Councillor Ishtiaq Ahmed (Bradford Independent Group, Manningham) said he was worried that an increasing number of the district's schools had either mostly white or mostly minority ethnic pupils.
Last month, Prime Minister David Cameron blamed segregation for the rise of far-right and Islamist extremism, and said Bradford was among "the most segregated parts of our country".
Cllr Ahmed said he agreed to an extent with these comments, and called for a major overhaul of school admissions policies to prevent ignorance breeding intolerance or racial tensions.
Cllr Ahmed said things had been very different when he was at school in the 1980s and 1990s.
He said: "It was fantastic. We had friends from different cultures. We had white friends, we had Asian friends, we had black friends."
Cllr Ahmed said he remained friends with many of his old classmates even now, and as a result they had all learned to respect each other's cultural and religious backgrounds.
But he said greater emphasis on parental choice meant schools were becoming increasingly mono-cultural.
He said: "It has changed dramatically because school catchment areas and schools are either all Asian or all white.
"That is not healthy for the future generations to come. Some of the kids will find it increasingly difficult to understand, appreciate and tolerate other cultures."
Cllr Ahmed said minority ethnic children in his ward now complained that they were given very few opportunities to properly socialise with those from other communities, and gaveFrizinghall Primary and Oasis Academy Lister Park secondary school as examples of schools in his neighbourhood which now had almost wholly British Pakistani pupils.
He said he would be writing to senior Bradford councillors asking them to reconsider an idea floated and then shelved after the Bradford riots in 2001, for schools in multi-cultural areas to be limited to taking in a maximum of 75 per cent of pupils from any one ethnic group.
He said the authority could also consider mergers of majority-white and majority-Asian schools.
But Councillor Susan Hinchcliffe, executive member for education at the Labour-led authority, took a different view.
She said: "Getting to know people of different backgrounds whether that be through school or work is obviously desirable but I would not recommend artificially selecting children to go to different schools based on their ethnicity.
"Instead our absolute focus in schools has to be about raising standards, no matter what a child’s ethnicity or how rich or poor they are."

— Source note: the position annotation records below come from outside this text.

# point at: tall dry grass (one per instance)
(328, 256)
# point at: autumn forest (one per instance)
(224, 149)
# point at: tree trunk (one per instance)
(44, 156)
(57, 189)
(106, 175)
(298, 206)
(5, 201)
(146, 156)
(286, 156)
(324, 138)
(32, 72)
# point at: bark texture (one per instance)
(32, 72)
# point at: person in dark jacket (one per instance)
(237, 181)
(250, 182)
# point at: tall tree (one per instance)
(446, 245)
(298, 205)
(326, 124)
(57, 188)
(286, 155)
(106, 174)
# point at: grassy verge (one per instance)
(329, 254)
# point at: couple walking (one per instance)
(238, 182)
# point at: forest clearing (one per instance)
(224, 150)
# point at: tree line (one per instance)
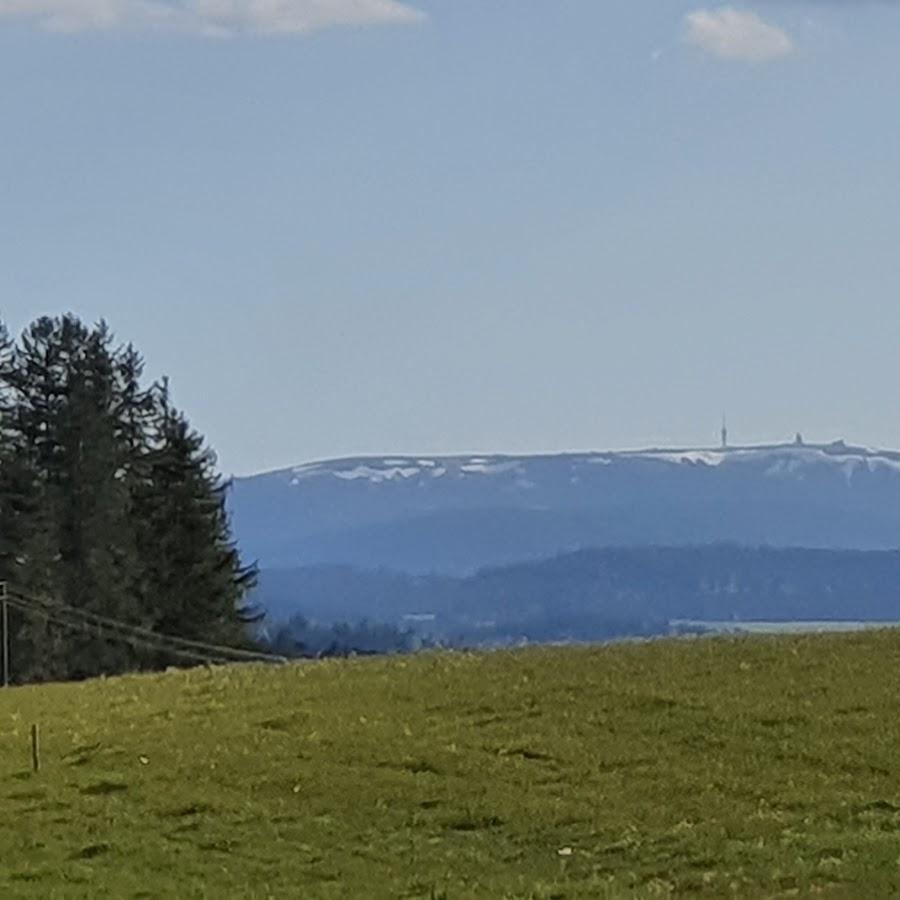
(110, 502)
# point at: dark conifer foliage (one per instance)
(110, 503)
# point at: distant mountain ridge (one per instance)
(455, 515)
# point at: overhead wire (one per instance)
(63, 613)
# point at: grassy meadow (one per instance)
(718, 767)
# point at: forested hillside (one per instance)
(109, 503)
(599, 593)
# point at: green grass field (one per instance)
(750, 767)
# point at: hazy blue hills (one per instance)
(419, 515)
(600, 593)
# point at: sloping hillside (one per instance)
(456, 515)
(709, 767)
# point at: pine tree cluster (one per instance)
(109, 502)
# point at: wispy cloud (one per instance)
(733, 34)
(208, 17)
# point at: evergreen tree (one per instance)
(193, 571)
(109, 503)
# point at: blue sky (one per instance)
(354, 226)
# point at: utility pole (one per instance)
(4, 625)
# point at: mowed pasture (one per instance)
(761, 766)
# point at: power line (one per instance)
(78, 619)
(128, 639)
(58, 608)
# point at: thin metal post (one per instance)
(4, 616)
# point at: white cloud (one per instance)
(208, 17)
(732, 34)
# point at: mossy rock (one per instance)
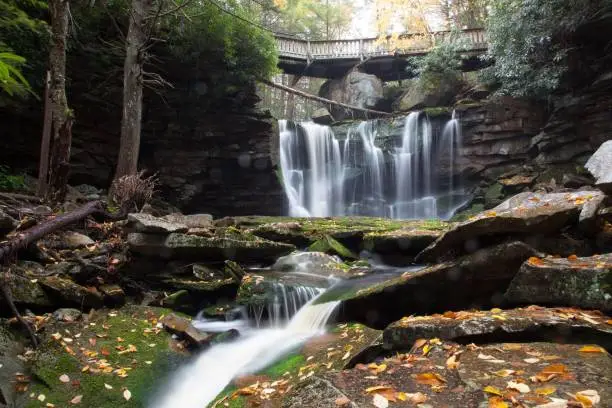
(144, 368)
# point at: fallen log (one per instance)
(305, 95)
(10, 248)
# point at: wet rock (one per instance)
(27, 293)
(203, 221)
(582, 282)
(11, 364)
(113, 295)
(476, 280)
(75, 240)
(67, 315)
(146, 223)
(183, 328)
(66, 292)
(452, 375)
(407, 241)
(318, 263)
(238, 247)
(526, 213)
(600, 166)
(7, 223)
(533, 323)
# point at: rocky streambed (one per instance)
(509, 308)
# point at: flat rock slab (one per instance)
(526, 213)
(582, 282)
(68, 293)
(600, 166)
(147, 223)
(534, 323)
(239, 247)
(450, 375)
(476, 280)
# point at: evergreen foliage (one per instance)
(527, 41)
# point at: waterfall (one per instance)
(324, 175)
(196, 385)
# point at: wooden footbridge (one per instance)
(383, 58)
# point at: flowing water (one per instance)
(327, 176)
(197, 384)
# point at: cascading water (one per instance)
(326, 176)
(196, 385)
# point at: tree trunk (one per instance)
(62, 116)
(127, 162)
(43, 166)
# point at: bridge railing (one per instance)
(405, 44)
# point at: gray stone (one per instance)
(581, 282)
(600, 166)
(476, 280)
(355, 89)
(67, 315)
(244, 247)
(74, 240)
(191, 220)
(146, 223)
(526, 213)
(66, 292)
(534, 321)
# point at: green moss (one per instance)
(142, 379)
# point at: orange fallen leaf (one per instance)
(534, 260)
(592, 349)
(434, 379)
(492, 390)
(497, 402)
(342, 401)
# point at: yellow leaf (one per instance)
(504, 373)
(592, 349)
(545, 390)
(378, 388)
(497, 402)
(492, 390)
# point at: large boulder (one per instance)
(67, 293)
(355, 89)
(146, 223)
(239, 247)
(582, 282)
(476, 280)
(600, 166)
(526, 213)
(534, 322)
(543, 375)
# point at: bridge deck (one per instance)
(332, 59)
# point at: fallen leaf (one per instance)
(545, 390)
(588, 397)
(492, 390)
(592, 349)
(378, 388)
(380, 402)
(342, 401)
(497, 402)
(433, 379)
(504, 373)
(520, 387)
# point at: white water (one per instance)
(324, 176)
(196, 385)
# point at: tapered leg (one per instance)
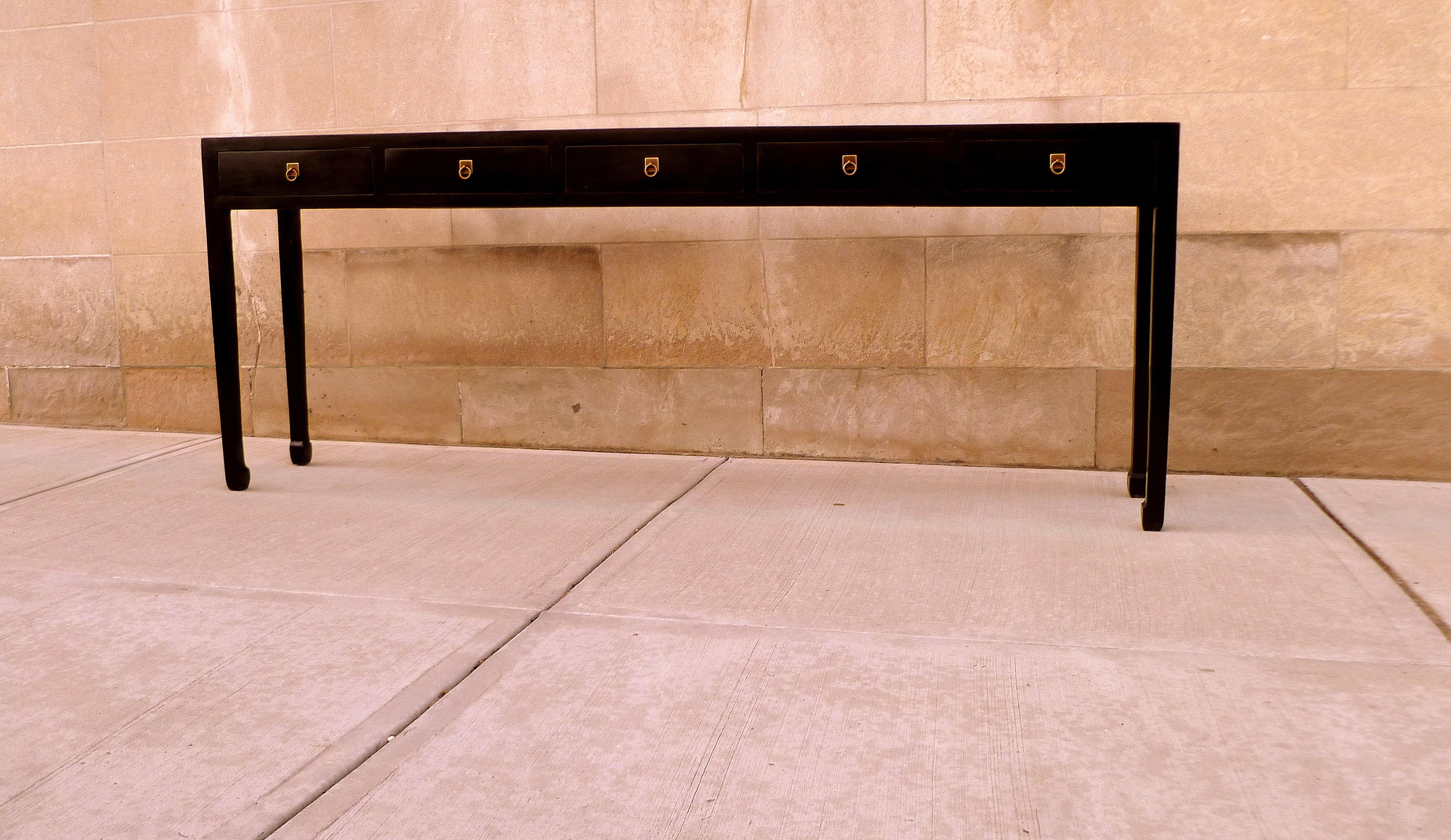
(221, 273)
(293, 333)
(1161, 334)
(1144, 272)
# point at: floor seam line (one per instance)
(497, 649)
(397, 732)
(1391, 572)
(130, 462)
(643, 526)
(891, 634)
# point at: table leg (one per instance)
(223, 276)
(1161, 366)
(1144, 271)
(293, 331)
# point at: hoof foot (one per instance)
(1153, 519)
(239, 479)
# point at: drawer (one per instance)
(468, 170)
(296, 173)
(656, 169)
(874, 166)
(1054, 166)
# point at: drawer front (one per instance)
(677, 169)
(468, 170)
(875, 166)
(1054, 166)
(296, 173)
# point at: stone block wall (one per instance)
(1315, 260)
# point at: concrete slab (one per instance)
(1245, 565)
(455, 524)
(1408, 524)
(163, 711)
(34, 459)
(592, 727)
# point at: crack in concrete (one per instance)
(1391, 572)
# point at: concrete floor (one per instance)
(701, 648)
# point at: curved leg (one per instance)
(1161, 333)
(293, 331)
(221, 273)
(1144, 273)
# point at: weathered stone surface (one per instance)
(1293, 423)
(214, 74)
(530, 305)
(325, 308)
(53, 12)
(1031, 301)
(993, 48)
(370, 404)
(57, 311)
(685, 305)
(682, 56)
(1256, 301)
(503, 60)
(974, 112)
(178, 399)
(154, 192)
(571, 226)
(960, 415)
(1306, 160)
(823, 53)
(1395, 301)
(166, 309)
(684, 411)
(847, 304)
(389, 228)
(871, 223)
(1399, 44)
(51, 202)
(51, 86)
(67, 397)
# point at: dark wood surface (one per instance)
(1054, 165)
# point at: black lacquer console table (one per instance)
(1086, 165)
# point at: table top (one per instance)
(1041, 165)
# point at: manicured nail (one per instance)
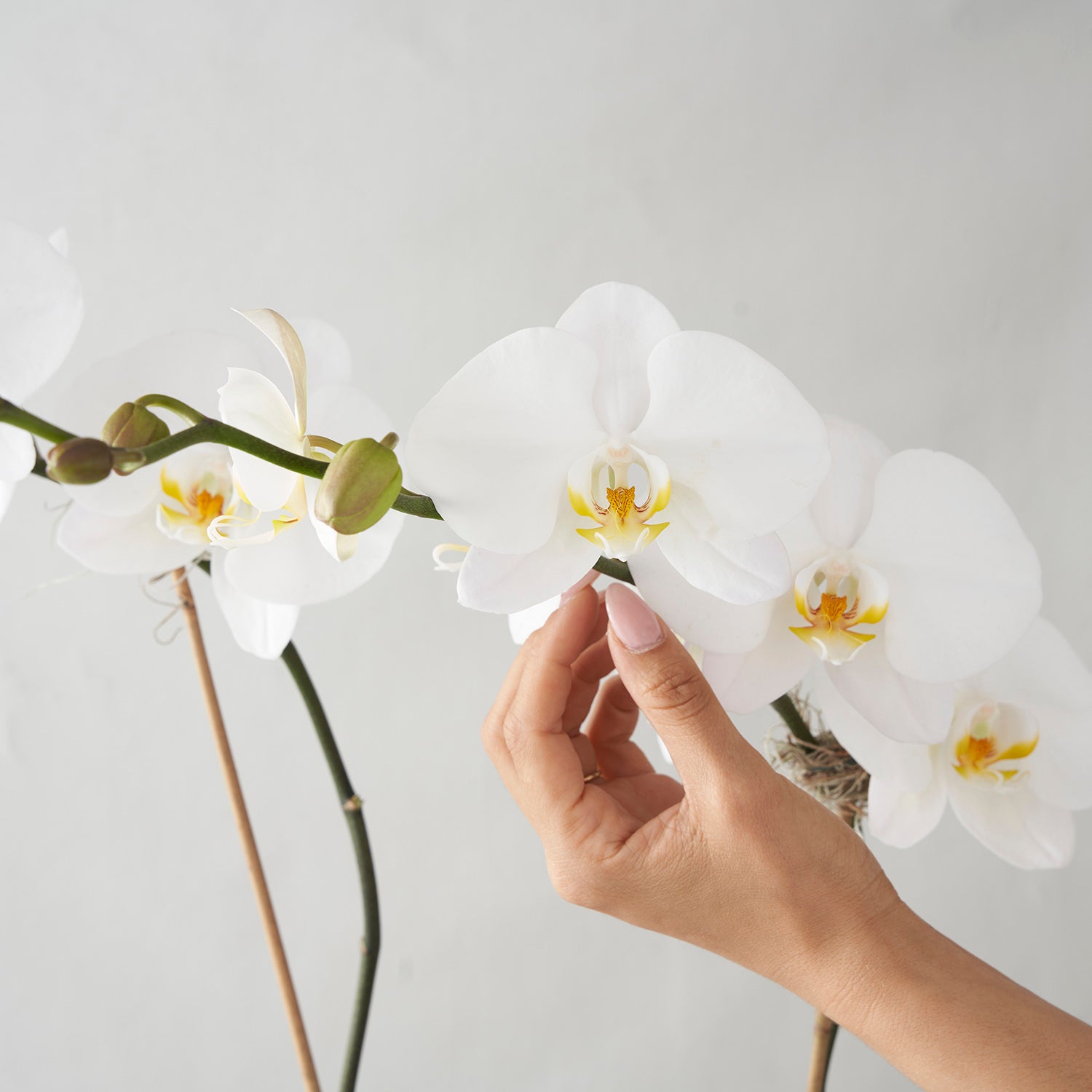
(631, 620)
(579, 585)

She said: "New faith academies and free schools can only prioritise half of their places according to the faith. But we will now go further to incentivise schools with high levels of ethnic or religious segregation to share sites and facilities and introduce more integrated teaching across sites."A spokesman for the Department for Education said Mr Cameron was "committed to looking at how we can ensure young people aren’t studying in segregated schooling".